Sevr Antlaşması ( 10 Ağustos 1920 ) : Mondros Mütarekesinden sonra asıl barış antlaşması henüz imzalanmamıştı. İstanbul Hükümeti ve İtilaf Devletleri, Büyük Millet Meclisi ve hükümetini yok saymakta idiler. Paris Barış Konferansında Osmanlı Devleti’nin parçalanması ilke olarak benimsenmişti.

Paris’e giden Damat Ferit Paşa’nın ileri sürdüğü iddialar ve istekleri de kabul görmedi. San Remo’da tespit edilen esaslar, Osmanlı Murahhas heyetince incelendi. Sonuçta ağır hükümleri ihtiva eden Sevr Antlaşması 10 Ağustos 1920’de imzalandı. Sevr Antlaşmasının hükümleri şunlardır:

 

v  İstanbul, Osmanlı Devleti’nin başkenti olarak kalıyordu. Fakat Osmanlı Devleti azınlıkların haklarını gözetmezse, İstanbul Türklerin elinden alınacaktı.

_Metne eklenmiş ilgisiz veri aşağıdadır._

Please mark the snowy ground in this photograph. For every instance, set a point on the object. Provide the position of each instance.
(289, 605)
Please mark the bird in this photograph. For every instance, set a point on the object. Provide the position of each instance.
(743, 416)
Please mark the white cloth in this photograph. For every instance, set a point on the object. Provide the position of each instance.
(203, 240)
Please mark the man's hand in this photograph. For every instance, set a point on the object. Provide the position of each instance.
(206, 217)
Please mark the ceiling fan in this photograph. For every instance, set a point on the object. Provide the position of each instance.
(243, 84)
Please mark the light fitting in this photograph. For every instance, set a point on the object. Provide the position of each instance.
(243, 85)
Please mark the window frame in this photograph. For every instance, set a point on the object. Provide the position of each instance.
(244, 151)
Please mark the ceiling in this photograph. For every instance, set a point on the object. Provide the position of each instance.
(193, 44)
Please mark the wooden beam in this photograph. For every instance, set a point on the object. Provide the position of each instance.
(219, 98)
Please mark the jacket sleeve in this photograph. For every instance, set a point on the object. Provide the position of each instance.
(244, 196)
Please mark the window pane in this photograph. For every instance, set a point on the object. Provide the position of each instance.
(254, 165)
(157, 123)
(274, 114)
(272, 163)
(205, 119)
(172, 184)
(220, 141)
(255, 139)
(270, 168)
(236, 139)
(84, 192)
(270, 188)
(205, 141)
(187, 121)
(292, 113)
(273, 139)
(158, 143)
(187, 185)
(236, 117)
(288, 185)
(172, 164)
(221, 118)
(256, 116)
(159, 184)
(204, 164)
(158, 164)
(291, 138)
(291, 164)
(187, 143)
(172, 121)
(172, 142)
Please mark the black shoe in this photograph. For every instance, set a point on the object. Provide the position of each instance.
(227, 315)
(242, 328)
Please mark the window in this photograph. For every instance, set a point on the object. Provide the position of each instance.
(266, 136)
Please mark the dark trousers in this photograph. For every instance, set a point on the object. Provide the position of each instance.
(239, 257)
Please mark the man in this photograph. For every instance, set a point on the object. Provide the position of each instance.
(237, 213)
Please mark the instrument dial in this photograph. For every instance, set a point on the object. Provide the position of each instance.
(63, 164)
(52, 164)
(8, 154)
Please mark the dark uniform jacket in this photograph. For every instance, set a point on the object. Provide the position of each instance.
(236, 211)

v  Boğazlar, savaş zamanında bile bütün devletlerin gemilerine açık bulundurulacak ve “Boğazlar Komisyonu” adını taşıyan bir komisyonun idaresinde bulunacaktı. Merkezi İstanbul’da olan bu komisyonun ayrı bütçesi ve ayrı bayrağı olacaktı.

v  İstanbul’da çalışacak bir komisyon, Doğu Anadolu’nun Türk vilayetlerini Kürdistan adı altında teşkilatlandırılması için bir muhtariyet projesi düzenleyecekti.

v  Doğu Anadolu’nun bir kısım vilayetlerinde de bir Ermenistan devleti kurulacaktı. Türkiye ile Ermenistan arasındaki sınır, ABD Başkanı Wilson’un hakemliğine bırakılacaktı.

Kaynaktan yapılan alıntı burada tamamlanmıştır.